Here is a description of algorithm parameters and their default values:

name description default
min_dim Low bound of a cluster manifold dimension. 1
max_dim High bound of a cluster manifold dimension. It cannot be larger then a dimensionality of a dataset.  
number_of_clusters Expected number of clusters. Requred for the sampling heuristics. 10
hist_bin_size Number of bins for a distance histogram. If this parameter is set to zero, the number of bins in the distance histogram determined by parameter max_bin_portion. 0
min_cluster_size Minimum size of a collection of data points to be considered as a proper cluster. 20
best_bound Separation best bound value is used for evaluating a goodness of separation characterized by a discriminability and a depth between modes of a distance histogram. 1.0
error_bound Sampling error bound determines a minimal number of samples required to correctly identify a linear manifold cluster. 1e-4
max_bin_portion Sampling error bound determines a minimal number of samples required to correctly identify a linear manifold cluster.
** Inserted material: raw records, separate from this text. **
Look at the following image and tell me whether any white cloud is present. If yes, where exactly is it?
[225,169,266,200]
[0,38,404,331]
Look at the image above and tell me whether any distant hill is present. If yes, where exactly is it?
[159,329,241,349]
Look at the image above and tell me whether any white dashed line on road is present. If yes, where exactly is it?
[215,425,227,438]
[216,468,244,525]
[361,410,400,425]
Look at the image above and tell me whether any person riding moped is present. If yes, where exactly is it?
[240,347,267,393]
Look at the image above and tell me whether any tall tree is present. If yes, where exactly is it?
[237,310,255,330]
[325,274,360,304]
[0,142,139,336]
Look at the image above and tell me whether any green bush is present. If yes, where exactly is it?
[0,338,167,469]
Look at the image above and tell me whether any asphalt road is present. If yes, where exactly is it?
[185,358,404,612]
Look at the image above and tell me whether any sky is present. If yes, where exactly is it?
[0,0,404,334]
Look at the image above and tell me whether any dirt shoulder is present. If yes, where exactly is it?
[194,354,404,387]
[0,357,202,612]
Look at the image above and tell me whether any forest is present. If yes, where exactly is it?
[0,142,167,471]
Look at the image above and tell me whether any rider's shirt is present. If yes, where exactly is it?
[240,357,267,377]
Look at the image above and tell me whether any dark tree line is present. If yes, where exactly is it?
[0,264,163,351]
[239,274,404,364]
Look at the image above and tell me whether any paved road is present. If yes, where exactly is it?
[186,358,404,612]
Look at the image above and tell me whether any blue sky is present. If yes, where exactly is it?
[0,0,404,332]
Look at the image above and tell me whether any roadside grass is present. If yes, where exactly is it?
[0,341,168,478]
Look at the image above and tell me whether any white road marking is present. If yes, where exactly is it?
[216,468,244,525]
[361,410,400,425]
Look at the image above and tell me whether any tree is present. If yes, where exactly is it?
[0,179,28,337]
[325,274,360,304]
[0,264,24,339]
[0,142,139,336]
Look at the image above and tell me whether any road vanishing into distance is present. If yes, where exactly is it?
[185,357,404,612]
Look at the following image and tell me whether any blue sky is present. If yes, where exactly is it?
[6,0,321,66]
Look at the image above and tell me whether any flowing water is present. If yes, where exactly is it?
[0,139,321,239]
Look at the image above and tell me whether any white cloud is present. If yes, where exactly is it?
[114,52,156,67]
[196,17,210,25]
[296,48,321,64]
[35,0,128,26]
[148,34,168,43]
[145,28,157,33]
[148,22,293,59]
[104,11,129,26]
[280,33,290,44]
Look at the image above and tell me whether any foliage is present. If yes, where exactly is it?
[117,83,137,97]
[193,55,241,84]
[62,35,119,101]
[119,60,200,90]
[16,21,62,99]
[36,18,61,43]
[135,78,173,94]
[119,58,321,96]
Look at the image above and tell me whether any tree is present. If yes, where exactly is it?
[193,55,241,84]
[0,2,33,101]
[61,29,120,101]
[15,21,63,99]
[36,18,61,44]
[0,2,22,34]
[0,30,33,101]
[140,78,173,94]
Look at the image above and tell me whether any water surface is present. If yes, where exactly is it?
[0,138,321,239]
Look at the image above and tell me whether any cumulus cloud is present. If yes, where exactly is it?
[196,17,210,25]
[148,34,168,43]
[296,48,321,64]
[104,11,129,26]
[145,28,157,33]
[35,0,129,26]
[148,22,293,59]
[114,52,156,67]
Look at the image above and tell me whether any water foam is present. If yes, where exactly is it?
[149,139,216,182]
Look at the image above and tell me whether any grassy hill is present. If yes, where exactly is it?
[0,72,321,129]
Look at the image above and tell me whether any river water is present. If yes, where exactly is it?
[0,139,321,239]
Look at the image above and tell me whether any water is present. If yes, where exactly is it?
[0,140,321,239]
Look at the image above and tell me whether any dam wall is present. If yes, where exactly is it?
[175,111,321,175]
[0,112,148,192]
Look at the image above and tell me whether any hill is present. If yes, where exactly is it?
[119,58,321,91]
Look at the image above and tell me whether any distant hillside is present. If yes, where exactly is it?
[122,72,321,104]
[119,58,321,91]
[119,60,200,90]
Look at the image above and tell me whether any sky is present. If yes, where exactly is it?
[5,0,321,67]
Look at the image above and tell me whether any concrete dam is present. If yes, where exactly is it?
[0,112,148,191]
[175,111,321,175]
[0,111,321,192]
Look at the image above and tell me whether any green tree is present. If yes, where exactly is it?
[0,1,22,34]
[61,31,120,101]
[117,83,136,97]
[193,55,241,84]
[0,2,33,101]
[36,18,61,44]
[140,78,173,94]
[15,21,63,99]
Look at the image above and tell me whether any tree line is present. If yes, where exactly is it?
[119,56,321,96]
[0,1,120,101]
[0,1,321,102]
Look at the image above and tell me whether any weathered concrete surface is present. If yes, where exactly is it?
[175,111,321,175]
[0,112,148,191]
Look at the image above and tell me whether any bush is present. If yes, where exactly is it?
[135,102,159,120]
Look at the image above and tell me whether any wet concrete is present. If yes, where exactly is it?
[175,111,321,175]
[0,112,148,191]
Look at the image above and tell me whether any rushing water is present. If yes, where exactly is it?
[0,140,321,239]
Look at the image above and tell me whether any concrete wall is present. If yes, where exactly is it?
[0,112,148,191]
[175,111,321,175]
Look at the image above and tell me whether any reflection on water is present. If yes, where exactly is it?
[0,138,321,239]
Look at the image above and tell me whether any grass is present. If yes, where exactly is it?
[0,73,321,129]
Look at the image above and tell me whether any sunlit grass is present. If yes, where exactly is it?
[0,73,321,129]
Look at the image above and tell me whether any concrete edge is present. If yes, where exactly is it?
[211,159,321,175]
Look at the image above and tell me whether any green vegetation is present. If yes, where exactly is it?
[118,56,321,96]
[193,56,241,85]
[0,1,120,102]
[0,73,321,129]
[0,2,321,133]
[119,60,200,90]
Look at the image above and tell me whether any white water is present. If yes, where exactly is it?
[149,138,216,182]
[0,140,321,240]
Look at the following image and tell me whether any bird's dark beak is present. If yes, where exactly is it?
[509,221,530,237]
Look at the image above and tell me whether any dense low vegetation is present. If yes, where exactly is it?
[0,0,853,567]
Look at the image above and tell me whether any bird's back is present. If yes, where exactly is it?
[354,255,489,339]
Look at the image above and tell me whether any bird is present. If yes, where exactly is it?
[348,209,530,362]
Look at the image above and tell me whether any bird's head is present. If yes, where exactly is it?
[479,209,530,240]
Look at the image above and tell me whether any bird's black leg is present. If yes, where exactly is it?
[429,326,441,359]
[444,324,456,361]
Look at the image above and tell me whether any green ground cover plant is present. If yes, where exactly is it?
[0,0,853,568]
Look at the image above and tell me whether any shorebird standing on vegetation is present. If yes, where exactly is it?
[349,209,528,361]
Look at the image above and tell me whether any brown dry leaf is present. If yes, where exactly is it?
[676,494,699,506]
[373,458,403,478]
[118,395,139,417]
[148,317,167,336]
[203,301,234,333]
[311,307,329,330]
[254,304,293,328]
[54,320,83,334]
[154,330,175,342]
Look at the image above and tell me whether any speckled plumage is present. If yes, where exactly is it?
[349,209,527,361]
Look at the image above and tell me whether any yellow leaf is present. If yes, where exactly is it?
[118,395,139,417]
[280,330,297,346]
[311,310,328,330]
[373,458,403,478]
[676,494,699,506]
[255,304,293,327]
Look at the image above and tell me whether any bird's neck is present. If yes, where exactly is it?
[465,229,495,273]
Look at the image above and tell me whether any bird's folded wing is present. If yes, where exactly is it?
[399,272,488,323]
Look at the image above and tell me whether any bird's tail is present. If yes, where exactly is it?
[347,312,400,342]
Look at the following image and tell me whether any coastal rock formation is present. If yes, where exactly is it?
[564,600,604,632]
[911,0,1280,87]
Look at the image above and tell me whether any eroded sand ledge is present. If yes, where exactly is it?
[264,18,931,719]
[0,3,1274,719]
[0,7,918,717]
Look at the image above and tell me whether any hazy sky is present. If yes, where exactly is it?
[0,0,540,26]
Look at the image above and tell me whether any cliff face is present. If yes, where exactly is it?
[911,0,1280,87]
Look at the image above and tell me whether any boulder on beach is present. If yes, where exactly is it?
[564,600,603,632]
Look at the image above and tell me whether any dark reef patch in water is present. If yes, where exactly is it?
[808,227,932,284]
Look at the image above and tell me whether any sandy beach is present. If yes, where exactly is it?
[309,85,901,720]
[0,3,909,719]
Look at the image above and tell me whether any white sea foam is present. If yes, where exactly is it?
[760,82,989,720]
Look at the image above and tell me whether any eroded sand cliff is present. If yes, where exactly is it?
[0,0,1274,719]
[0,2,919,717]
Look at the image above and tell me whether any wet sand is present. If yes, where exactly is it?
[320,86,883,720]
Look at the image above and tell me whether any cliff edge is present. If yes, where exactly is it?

Value should be selected from a (0,1) range. 0.1
random_seed Random number generator seed. If not specified then RNG will be reinitialized at every run. 0
sampling_heuristic

The choice of heuristic method:

  1. algorithm will use a probabilistic heuristic which will sample a quantity exponential in max_dim and cluster_number parameters
  2. will sample fixed number of points
  3. the lesser of the previous two
3
sampling_factor Sampling factor used in the sampling heuristics (see above, options 2 & 3) to determine a number of samples as a percentage from a total dataset size. 0.01
histogram_sampling Turns on a sampling for a distance histogram. Instead of computing the distance histogram from a whole dataset, the algorithm draws a small sample for the histogram construction, thus improving a its performance. This parameter depends on a cluster_number value. false
zero_d_search Turn on/off zero dimensional manifold search. false
basis_alignment Turn of/off an alignment of a manifold cluster basis. *If it’s on, a manifold basis of the generated cluster is aligned along the direction of the maximum variance (by performing PCA). false
dim_adjustment Turn on/off a linear manifold cluster dimensionality detection by looking for portion of a variance associated with principal components. false
dim_adjustment_ratio Ratio of manifold principal subspace variance. 0.99
mdl Turn on/off minimum description length heuristic for a complexity validation of a generated cluster. false
mdl_model_precision MDL model precision encoding value. 32
mdl_data_precision MDL data precision encoding value. 16
mdl_quant_error Quantization error of a bin size calculation for a histogram which used in determining entropy value of the empirical distance distribution. 1e-4
mdl_compres_ratio Compression threshold value for discarding candidate clusters. 1.05
log_level Logging level (ranges from 0 to 5). 0

Suggestions

Particular settings could impact performance of the algorithm:

  • If you want a persistent clustering results fix a random_seed parameter. By default, RNG is reinitialized every time when algorithm runs.
  • If a dimensionality of the data is low, a histogram sampling could speeding up calculations.
  • Value 1 of sampling_heuristic parameter should not be used if parameter max_dim is large, as it will generate a very large number of samples.
  • Increasing value of max_bin_portion parameter could improve an efficiency of the clustering partitioning, but as well could degrade overall performance of the algorithm.

Parallelization

This implementation of LMCLUS algorithm uses parallel computations during a manifold sampling stage. You need add additional workers before executing the algorithm.